Gut microbiome species and functional pathways associated with gut transit time. (A) Abundance across C1 and C4 gut transit time classes of the 12 differential significant species (p value<0.01 after false discovery Rate rate (FDR) correction) with an effect size of at least twofold. (B) Relative abundances for the four gut transit time classes for the biomarker species identified among the significant ones and with an average of at least 1% of relative abundance in PREDICT 1. (C) Relative abundances of the functional pathways found significant (FDR-adjusted p value<0.01) and with an effect size of at least twofold. (D) The significant species after FDR correction identified for gut transit time (32) and the Bristol Stool Form (BSF) scale (11), of which 10 are shared.

Figure 4

Microbiome profiles and gut transit time in predicting health markers and diet. Microbiome. Box plots of microbiome species relative abundances used to train a machine learning (ML) regression task to predict gut transit time (100-folds shown) and median for each marker for health markers, dietary patterns, nutrients (adjusted by energy intake and not), food groups and single foods.

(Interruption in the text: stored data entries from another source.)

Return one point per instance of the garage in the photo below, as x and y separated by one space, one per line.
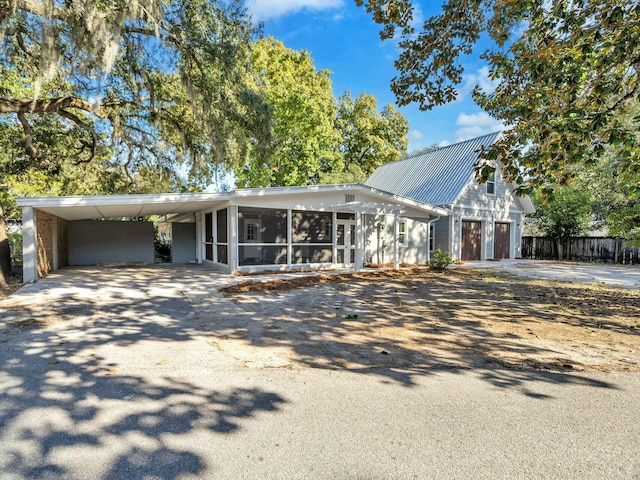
502 240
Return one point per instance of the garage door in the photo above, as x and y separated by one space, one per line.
502 240
471 240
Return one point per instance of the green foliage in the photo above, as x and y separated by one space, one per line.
441 259
301 100
160 83
566 73
370 137
564 213
15 246
315 138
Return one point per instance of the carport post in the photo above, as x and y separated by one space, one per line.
396 240
358 242
29 246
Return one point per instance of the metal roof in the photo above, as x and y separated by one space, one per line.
436 177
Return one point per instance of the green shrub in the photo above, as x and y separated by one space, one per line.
441 260
15 245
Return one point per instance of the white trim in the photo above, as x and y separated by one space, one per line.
54 244
486 209
358 242
29 245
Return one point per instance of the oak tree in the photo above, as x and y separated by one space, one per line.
567 72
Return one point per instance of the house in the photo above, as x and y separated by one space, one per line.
395 217
485 220
248 230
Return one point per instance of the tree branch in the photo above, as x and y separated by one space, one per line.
28 136
87 128
51 105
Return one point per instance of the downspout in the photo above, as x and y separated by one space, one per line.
396 239
429 238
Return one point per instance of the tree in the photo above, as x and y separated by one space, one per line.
369 138
303 108
167 80
564 213
567 72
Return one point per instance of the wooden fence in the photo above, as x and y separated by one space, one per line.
582 249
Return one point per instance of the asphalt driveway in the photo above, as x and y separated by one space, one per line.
113 374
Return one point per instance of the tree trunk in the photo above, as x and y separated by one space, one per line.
5 252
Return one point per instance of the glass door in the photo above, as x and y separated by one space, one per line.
346 242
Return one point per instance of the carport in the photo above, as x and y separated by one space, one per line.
62 231
281 228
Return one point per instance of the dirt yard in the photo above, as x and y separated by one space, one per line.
419 319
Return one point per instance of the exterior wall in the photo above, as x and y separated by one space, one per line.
442 236
379 239
475 204
378 232
63 242
95 241
183 242
45 242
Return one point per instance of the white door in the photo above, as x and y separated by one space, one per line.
346 242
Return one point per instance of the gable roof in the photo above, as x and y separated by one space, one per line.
436 177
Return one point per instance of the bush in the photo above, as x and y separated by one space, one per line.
441 260
15 245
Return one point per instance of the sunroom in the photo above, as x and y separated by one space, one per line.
251 230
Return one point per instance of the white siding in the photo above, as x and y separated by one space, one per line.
379 240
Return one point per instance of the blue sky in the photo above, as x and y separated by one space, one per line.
344 39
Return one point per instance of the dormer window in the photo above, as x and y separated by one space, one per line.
491 183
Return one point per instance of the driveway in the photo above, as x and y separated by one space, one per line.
118 373
621 276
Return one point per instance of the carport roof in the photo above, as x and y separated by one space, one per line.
114 206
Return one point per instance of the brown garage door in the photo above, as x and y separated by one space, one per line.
502 240
471 240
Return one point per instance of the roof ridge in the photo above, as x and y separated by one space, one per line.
475 139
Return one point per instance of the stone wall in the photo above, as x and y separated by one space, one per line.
63 242
44 227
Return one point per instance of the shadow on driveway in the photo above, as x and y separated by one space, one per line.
127 361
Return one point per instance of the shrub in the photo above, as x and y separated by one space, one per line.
15 245
441 260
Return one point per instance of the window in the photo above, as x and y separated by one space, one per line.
432 229
221 236
262 236
208 236
491 183
253 232
402 233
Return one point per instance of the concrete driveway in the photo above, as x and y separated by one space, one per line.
127 381
620 276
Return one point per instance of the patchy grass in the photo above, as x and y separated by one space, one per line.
457 318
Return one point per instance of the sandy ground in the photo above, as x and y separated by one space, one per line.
418 319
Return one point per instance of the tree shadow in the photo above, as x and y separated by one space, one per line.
68 386
70 400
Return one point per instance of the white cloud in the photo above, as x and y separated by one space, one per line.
481 78
475 125
264 9
415 135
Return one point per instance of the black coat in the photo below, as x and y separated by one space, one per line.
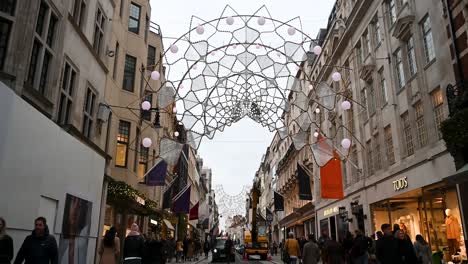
38 250
6 249
388 251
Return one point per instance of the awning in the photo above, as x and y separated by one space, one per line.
168 225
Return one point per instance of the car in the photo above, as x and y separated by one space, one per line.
219 253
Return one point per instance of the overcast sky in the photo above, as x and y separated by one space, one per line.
235 154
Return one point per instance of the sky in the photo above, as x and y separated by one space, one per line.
235 154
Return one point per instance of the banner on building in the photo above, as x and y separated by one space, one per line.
331 179
304 183
181 202
156 176
193 214
278 201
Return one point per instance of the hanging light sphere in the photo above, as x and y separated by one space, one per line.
145 106
230 20
317 50
174 48
346 105
336 76
147 142
155 75
346 143
261 21
200 30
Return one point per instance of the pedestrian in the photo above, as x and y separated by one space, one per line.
422 250
311 252
110 247
359 251
6 244
387 250
406 248
291 247
134 246
180 251
206 248
40 247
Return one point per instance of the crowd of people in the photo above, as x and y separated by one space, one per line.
388 246
41 247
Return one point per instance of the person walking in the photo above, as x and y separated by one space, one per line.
387 249
422 250
406 250
133 246
110 247
291 246
311 252
40 247
6 244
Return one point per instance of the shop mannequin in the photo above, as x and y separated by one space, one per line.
453 232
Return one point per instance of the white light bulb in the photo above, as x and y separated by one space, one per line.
336 76
155 75
291 31
174 48
147 142
346 143
230 20
145 106
200 30
317 50
261 21
346 105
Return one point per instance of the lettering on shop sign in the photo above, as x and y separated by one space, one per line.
400 184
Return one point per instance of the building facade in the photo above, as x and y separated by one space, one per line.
398 54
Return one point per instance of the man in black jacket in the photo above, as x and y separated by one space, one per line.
40 247
387 247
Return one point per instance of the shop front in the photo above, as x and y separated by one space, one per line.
432 211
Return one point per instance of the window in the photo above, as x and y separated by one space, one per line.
8 6
383 87
79 11
42 52
99 31
134 18
151 60
371 99
437 103
377 32
5 29
370 159
399 68
389 145
408 136
88 113
427 37
378 157
122 144
411 56
146 115
66 94
392 12
143 163
364 103
129 73
116 60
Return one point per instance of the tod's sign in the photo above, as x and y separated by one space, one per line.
400 184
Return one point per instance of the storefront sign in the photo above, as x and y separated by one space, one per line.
400 184
330 211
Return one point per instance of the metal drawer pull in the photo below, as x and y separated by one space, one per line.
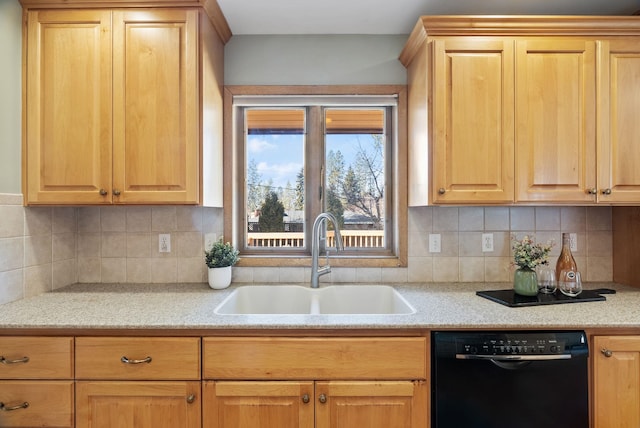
18 407
128 361
3 360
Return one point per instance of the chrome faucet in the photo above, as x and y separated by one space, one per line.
318 236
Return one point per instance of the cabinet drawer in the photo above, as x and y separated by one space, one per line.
36 358
314 358
138 358
36 403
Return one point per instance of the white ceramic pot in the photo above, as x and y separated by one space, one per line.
219 278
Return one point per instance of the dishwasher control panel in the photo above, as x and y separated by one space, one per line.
534 343
541 346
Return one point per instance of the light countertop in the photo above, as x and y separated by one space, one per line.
191 306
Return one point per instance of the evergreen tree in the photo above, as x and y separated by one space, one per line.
335 207
271 214
299 198
254 189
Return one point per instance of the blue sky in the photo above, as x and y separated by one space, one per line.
281 156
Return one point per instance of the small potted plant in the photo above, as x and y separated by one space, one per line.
219 259
527 255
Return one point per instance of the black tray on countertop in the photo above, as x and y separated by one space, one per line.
513 300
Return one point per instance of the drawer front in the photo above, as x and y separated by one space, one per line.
36 358
138 358
36 403
314 358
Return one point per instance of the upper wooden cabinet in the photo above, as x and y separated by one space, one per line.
114 105
472 139
619 138
517 109
555 120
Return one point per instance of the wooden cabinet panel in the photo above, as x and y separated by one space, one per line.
138 404
41 404
371 404
555 120
619 101
265 404
156 106
162 358
113 106
314 358
616 381
472 154
68 126
36 357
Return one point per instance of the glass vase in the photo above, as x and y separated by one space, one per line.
525 282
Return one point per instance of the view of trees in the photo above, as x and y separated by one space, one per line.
357 187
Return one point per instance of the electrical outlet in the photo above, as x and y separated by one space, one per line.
574 241
209 240
434 242
164 243
487 242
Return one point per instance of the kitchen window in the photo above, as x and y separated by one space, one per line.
297 155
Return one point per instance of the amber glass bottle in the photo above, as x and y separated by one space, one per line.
566 260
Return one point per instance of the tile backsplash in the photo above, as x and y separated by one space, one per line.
45 248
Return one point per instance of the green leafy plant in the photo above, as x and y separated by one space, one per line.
527 254
221 254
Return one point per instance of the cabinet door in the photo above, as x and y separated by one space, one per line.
258 404
472 157
68 126
371 404
156 106
616 381
36 404
555 121
619 102
138 404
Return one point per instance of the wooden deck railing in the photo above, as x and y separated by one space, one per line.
350 239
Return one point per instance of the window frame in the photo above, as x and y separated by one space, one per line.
234 165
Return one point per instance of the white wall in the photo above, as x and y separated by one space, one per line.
314 60
10 95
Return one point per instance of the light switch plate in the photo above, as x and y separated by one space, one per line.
487 242
434 243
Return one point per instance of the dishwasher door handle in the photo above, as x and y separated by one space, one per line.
513 357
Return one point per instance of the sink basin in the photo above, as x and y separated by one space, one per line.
294 299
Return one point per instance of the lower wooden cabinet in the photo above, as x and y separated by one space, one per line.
36 403
616 381
314 382
138 404
321 404
36 382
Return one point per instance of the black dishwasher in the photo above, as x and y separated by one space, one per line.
509 379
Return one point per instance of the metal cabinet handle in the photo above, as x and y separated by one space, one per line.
10 408
3 360
128 361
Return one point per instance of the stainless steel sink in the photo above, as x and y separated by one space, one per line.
294 299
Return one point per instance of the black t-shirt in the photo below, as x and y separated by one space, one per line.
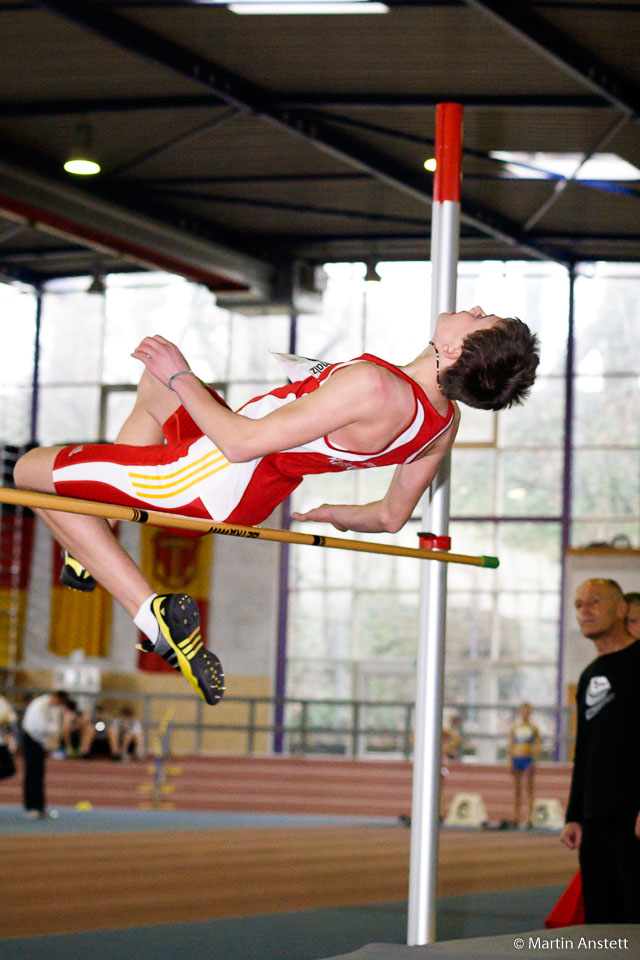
606 770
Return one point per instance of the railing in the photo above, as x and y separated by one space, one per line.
350 728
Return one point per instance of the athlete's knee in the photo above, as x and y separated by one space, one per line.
34 469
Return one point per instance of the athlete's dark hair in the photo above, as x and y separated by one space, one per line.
496 368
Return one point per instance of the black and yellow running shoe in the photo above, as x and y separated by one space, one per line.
74 575
179 625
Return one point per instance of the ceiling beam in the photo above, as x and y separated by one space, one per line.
31 197
67 106
562 50
238 92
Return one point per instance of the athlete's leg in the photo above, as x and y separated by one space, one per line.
517 793
531 783
88 539
154 404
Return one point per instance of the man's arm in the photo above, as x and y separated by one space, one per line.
571 834
390 514
362 394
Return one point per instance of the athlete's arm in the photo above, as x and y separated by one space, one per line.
389 514
357 394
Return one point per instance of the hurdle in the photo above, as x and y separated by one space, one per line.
156 518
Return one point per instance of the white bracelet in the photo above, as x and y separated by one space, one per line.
178 374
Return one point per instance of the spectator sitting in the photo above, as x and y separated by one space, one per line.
632 619
125 736
95 740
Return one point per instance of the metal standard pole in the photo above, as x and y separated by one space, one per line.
567 494
425 810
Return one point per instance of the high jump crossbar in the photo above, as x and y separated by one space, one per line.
156 518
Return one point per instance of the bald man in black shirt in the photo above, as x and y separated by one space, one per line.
603 814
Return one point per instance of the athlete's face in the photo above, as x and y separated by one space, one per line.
454 327
599 609
633 620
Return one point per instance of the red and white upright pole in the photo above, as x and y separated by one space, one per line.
425 810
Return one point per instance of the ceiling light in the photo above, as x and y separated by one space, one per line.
372 275
97 285
545 166
305 6
81 159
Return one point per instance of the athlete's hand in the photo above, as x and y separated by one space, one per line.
571 835
161 357
323 514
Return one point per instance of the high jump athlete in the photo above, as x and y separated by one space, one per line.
183 450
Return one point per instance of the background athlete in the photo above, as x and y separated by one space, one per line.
183 450
525 744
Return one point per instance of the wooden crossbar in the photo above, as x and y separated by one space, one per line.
157 518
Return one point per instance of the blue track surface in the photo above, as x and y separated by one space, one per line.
110 820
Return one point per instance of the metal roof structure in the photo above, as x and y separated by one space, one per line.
235 147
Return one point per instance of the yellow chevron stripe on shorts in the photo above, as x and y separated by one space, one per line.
176 473
143 488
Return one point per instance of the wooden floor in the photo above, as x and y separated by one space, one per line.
66 883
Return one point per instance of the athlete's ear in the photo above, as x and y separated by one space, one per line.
451 351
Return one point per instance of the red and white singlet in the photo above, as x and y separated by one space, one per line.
188 475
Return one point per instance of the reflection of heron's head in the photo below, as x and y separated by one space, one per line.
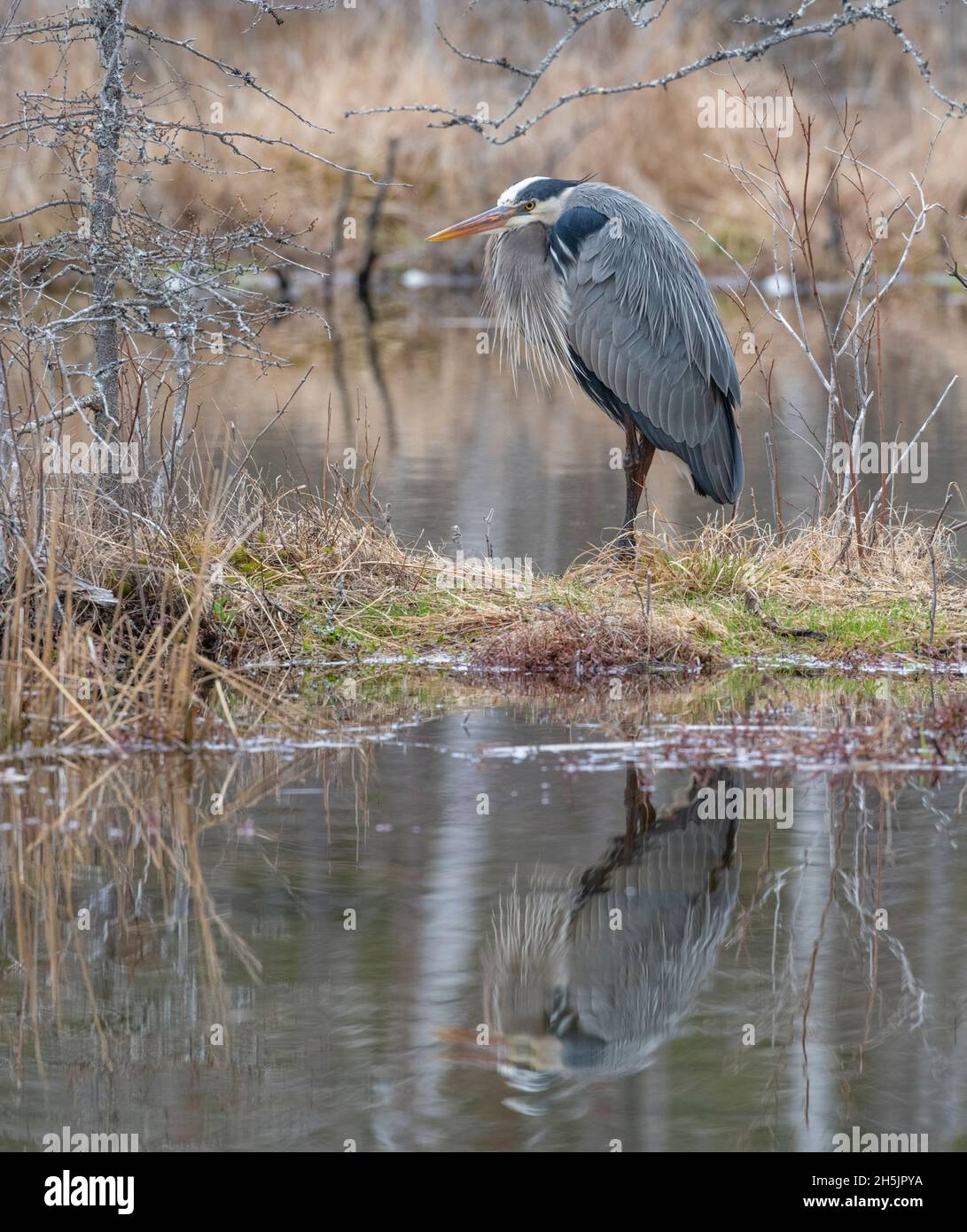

Gut transit time appears to be the better predictable outcome using microbiome species profiles than health markers and diet. Gut transit time. Box plots of the correlation of gut transit time with microbiome-related and diet-related markers. Gut transit time and microbiome-related markers include two alpha diversity measures (richness and Shannon), and up to the 10 most abundant species for each of the top five phyla according to their average relative abundances. Gut transit time and diet-related markers include single nutrients and energy-adjusted nutrients, single foods and foods organised into food groups according to the Plant-based Dietary Index, dietary indices and the 19 health markers used in the previous work to define the microbial cardiometabolic health signature. Box plots were removed for markers with less than 10 points.

Figure 5

Structural equation model to determine the relationship between the microbiome, gut transit time, diet and health measures. Blood pressure (mean of systolic and diastolic), inflammation (mean of fasting GlycA and IL-6), postprandial response (mean of peak glucose and triglyceride concentrations) and visceral fat. Model definitions, with boxes representing manifest nodes and arrows indicating regression coefficients pointing towards an outcome of regression (standardised beta value mentioned on each arrow only for significant associations (p value<0.05) except the link among exposures) (created by Biorender.com).